Are in-house counsel managers first? or are they lawyers first? Which is the better model? Do they exert more influence when they take the role of manager or the role of lawyer? Professor Rostain cited some previous studies on these topics. If they focused on legal risk, they had less influence over corporate decision making. Lawyers limited to explaining the risk and deferring the risk decision to the managers had less influence in the the corporation. One survey responder equated managers as playing offense and counsel playing defense.
Professor Rostain stated an example of counsel making clear what her personal opinion was and what her professional opinion is.
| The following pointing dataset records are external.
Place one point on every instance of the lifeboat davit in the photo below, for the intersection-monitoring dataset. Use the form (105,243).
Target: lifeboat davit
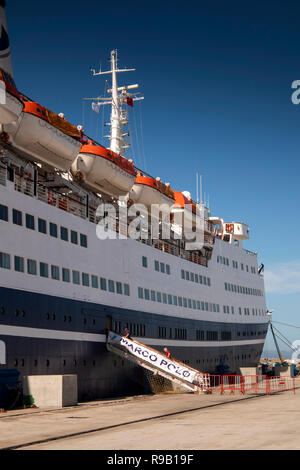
(104,170)
(147,191)
(185,211)
(45,136)
(11,104)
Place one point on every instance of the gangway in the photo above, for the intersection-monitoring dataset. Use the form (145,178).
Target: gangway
(153,360)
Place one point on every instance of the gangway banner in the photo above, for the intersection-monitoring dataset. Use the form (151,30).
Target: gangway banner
(156,359)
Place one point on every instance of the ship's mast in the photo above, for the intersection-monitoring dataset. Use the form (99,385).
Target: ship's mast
(119,98)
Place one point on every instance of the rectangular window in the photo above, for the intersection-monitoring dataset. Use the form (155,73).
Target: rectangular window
(64,234)
(42,226)
(4,260)
(30,222)
(17,217)
(19,264)
(103,283)
(74,237)
(31,266)
(66,275)
(43,269)
(4,213)
(53,230)
(95,283)
(85,279)
(83,240)
(55,272)
(119,288)
(76,277)
(140,293)
(147,294)
(111,285)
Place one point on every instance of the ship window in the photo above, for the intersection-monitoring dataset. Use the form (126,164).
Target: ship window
(53,230)
(119,288)
(140,293)
(83,240)
(95,281)
(17,217)
(31,266)
(55,272)
(19,264)
(66,275)
(74,237)
(146,294)
(4,260)
(85,279)
(4,213)
(102,283)
(43,269)
(30,222)
(64,235)
(42,226)
(76,277)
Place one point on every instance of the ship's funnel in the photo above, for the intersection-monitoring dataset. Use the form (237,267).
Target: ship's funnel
(5,57)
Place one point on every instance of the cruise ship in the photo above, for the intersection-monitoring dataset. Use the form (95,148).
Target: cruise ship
(65,279)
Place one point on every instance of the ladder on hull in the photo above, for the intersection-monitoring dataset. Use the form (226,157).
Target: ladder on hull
(153,360)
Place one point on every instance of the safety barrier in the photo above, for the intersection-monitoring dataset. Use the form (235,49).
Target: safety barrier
(250,384)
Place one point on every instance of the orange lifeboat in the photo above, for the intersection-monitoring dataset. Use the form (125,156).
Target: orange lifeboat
(147,190)
(11,104)
(45,136)
(103,170)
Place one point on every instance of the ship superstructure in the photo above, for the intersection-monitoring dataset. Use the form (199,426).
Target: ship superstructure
(63,284)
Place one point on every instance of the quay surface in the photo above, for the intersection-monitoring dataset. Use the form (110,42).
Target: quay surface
(168,421)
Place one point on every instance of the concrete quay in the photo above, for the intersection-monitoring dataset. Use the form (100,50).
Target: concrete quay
(160,422)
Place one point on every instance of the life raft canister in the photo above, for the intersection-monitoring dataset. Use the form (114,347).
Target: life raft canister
(229,228)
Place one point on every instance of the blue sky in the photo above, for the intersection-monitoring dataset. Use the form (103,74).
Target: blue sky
(217,84)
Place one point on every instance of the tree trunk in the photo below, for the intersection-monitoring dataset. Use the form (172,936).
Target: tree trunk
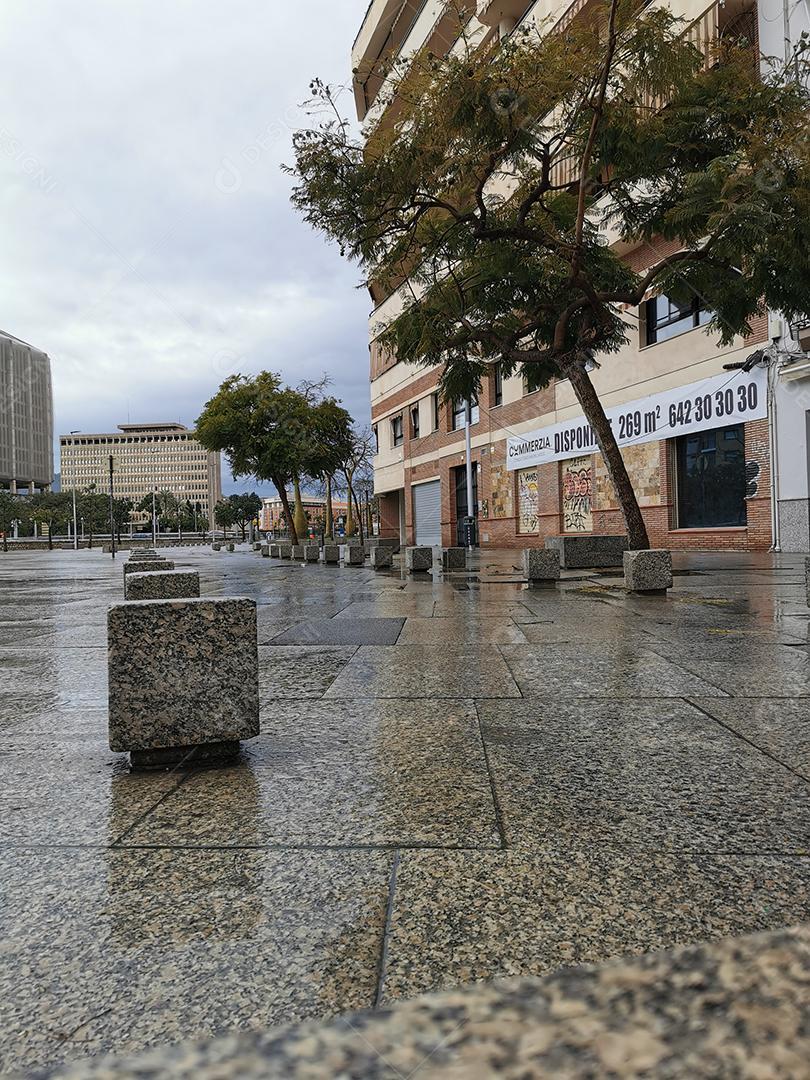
(588,397)
(287,512)
(300,517)
(349,510)
(329,523)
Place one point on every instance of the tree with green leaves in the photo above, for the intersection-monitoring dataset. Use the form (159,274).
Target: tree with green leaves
(266,430)
(489,194)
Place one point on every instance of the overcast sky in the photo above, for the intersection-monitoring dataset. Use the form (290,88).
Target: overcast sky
(148,243)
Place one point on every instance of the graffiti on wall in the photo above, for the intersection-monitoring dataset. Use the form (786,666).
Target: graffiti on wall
(578,495)
(528,502)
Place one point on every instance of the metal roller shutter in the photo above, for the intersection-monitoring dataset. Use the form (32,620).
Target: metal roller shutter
(428,514)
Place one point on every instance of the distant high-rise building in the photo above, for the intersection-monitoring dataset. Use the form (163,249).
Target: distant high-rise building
(26,416)
(147,457)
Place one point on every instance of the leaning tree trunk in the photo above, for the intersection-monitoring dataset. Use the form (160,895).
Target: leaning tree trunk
(595,415)
(287,512)
(329,523)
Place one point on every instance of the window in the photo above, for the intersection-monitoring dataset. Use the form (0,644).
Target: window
(665,319)
(397,434)
(712,482)
(497,386)
(459,413)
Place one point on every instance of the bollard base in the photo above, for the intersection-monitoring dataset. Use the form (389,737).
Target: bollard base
(167,757)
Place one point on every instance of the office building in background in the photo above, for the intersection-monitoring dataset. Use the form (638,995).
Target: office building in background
(147,457)
(26,417)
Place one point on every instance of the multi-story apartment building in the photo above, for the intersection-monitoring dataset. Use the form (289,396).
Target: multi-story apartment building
(26,417)
(146,458)
(741,481)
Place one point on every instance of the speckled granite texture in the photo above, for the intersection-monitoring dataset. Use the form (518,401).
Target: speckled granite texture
(418,559)
(730,1009)
(381,557)
(648,571)
(183,673)
(454,558)
(162,585)
(577,552)
(147,565)
(541,564)
(352,554)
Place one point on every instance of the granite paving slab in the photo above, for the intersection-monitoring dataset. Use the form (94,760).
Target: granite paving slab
(471,916)
(423,671)
(779,727)
(366,772)
(299,671)
(122,950)
(43,786)
(602,670)
(341,632)
(650,774)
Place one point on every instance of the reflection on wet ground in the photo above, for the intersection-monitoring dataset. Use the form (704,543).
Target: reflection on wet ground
(456,780)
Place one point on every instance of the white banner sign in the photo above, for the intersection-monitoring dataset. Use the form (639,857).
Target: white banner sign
(727,399)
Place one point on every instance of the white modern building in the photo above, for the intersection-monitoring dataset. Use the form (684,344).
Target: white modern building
(26,417)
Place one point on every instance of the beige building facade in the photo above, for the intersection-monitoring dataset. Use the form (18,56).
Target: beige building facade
(146,458)
(703,481)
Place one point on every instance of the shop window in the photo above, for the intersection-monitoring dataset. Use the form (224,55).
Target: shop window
(664,319)
(712,482)
(397,435)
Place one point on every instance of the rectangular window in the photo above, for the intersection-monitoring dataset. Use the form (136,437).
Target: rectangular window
(397,435)
(459,413)
(712,481)
(665,319)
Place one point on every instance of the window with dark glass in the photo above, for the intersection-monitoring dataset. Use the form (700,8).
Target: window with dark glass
(497,386)
(665,319)
(712,482)
(459,413)
(397,434)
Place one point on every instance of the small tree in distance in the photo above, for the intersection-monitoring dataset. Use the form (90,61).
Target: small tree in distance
(488,197)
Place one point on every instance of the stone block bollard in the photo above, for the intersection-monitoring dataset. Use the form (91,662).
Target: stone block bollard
(418,559)
(648,571)
(381,558)
(147,566)
(454,558)
(541,565)
(162,585)
(183,677)
(352,554)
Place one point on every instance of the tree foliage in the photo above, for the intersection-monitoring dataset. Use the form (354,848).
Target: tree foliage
(490,196)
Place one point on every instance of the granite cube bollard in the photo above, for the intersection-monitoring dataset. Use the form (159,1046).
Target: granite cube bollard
(541,564)
(147,566)
(183,676)
(591,550)
(418,559)
(381,558)
(454,558)
(352,554)
(648,571)
(162,585)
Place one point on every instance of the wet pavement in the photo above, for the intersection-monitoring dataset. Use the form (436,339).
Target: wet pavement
(456,780)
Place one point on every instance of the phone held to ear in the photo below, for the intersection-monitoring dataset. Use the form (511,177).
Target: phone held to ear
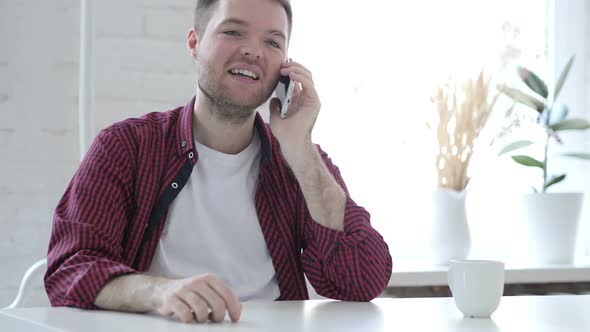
(284,92)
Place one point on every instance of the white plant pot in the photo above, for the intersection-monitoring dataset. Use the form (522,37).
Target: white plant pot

Killingsworth pointed out the dark side of the new powers of general counsel. After SOX, new reporting obligations were forced on general counsel. One problem is that the general counsel may be investigating a potential violation and have a duty to report it at the same time, making it difficult to do both well. Counsel are also worried about the increased risk of criminal action against in-house counsel. You only talk to regulatory people about your compliance program when it has failed. You need to penetrate down to everyone that can get you in trouble and everyone that can keep you out of trouble. Is important to mpve from abstract compliance terms into the mechanics of the business processes.
Straw states that “knowledge of the business” is the most important part of creating an effective compliance program. The face of compliance needs to be visible and accessible. A code of conduct sitting on the bookshelf is not effective.
Barlow focused on risk. She talked about ERM, the process and how it fits into compliance.